Monday, January 12, 2015

1 possible way to avoid a short sale or foreclosure

Did you realize that more than 1/3 of homeowners in this country have less than 20% equity? In addition to that surprising figure there are also 10 million homeowners that still owe more than their home is currently worth. That’s not to say that things aren’t improving however. The market and general economy is improving steadily (if slowly) but there is still a long way to go for those of us that took a hit when the housing bubble burst. 

It’s bad enough to own a home that is underwater but the situation becomes much worse if you need to sell quickly and simply don’t have the time to wait for things to change. Time is often the cure for homeowners with negative equity because the future appreciation of a home as well as additional mortgage payments will eventually solve the problem. But with if you need to sell now due to a job transfer, death in the family or some other unforeseen circumstance?

Naturally most people want to avoid a short sale or foreclosure if at all possible and being forced to use one of these methods when you can afford to pay your mortgage certainly doesn’t seem to be very the best option. A long term lease option is one possible way to avoid this dilemma. By turning the payments over to someone else they will have the possibility of benefitting in the future as the property slowly increases in value and you will have the benefit of avoiding a more drastic solution such as foreclosure.

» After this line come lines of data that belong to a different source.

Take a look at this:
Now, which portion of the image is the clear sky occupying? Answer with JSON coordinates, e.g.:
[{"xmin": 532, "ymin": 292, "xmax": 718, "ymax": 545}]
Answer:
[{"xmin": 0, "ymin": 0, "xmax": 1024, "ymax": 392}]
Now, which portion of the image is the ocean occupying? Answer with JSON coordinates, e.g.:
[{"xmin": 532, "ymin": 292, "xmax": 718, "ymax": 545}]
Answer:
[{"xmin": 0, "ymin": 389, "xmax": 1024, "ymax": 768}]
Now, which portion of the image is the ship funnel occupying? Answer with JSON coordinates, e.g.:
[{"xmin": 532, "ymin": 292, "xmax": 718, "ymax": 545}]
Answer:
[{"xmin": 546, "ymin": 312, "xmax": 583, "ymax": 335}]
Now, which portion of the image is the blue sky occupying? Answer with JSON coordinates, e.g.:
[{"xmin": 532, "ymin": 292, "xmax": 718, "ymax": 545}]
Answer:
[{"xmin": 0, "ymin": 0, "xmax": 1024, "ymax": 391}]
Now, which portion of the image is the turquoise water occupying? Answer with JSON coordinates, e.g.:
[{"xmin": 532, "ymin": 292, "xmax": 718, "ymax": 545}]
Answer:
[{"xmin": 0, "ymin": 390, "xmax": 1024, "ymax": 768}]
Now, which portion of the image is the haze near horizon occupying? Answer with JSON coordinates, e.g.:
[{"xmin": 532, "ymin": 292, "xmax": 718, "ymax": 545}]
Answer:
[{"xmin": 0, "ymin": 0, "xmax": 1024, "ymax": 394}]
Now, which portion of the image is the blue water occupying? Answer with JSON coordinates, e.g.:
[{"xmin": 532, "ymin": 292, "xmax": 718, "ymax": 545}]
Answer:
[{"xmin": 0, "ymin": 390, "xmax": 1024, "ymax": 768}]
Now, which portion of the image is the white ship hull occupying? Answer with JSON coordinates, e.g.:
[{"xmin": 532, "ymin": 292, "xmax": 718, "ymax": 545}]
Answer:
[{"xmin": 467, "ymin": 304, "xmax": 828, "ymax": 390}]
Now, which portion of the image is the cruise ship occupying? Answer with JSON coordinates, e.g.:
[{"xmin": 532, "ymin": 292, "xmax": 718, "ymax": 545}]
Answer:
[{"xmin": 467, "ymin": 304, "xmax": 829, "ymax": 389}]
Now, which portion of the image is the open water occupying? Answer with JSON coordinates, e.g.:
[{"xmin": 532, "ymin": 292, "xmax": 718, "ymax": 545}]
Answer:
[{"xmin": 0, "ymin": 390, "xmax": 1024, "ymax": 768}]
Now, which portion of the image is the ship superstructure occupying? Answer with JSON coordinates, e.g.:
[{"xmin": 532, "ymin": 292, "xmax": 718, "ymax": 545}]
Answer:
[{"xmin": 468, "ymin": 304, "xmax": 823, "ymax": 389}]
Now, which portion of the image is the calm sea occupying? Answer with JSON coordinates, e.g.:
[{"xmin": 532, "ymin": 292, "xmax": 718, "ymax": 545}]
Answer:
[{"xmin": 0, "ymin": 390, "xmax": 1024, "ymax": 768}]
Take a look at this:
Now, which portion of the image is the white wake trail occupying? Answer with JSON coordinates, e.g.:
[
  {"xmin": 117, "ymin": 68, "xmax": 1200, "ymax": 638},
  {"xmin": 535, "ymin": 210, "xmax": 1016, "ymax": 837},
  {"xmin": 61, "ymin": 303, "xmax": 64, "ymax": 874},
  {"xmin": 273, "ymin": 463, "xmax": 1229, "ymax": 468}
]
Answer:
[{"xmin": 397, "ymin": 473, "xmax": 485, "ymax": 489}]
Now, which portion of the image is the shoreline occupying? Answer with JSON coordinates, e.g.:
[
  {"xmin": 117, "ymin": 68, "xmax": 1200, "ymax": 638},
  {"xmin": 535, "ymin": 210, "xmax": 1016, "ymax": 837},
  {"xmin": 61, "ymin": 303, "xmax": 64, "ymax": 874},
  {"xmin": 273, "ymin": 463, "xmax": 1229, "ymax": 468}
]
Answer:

As an example, let’s say that you originally bought your home for $250,000. Unfortunately its current market value is only $200,000 and the balance owed on the mortgage is $221,000. Fortunately you are not behind on the mortgage but would take a loss if you sold the home at this time. You could market your home to persons that are interested in a long term lease (say 2 years as an example) with the right to renew an additional 4 times at their discretion. At any time during the lease they could decide to buy the home for the remaining balance of the mortgage. This allows them the time to decide if they will actually purchase the home or move on. 

Both parties benefit from this type of lease because the homeowner does not need to worry about paying the mortgage for a minimum period of 2 years thus freeing them up for the move! The persons leasing the home are able to wait and see if the home appreciates enough in value to be worth purchasing and also benefit from a lower sale price as the mortgage balance is reduced due to the fact that the mortgage payments are being made on time every month. In these types of arrangements the monthly payment is often less than rental prices in most areas as well. Everyone wins in this situation and there is no short sale or foreclosure to contend with for the homeowner.

Based on the above example, the value of the home after 10 years would be $270,000 (based on a modest 3% appreciation each year). Considering that the mortgage payments were made on time, the lessee could then purchase the home for what is currently owed and still have over $100,000 in equity! The homeowner had gotten out of a bad situation with their credit intact and the new homeowner has made a very wise investment. Naturally there are specifics to be worked out such as the amount of the security deposit to be agreed upon and who would be responsible for the maintenance and upkeep but regardless of the final agreement, both parties can benefit significantly from this type of arrangement.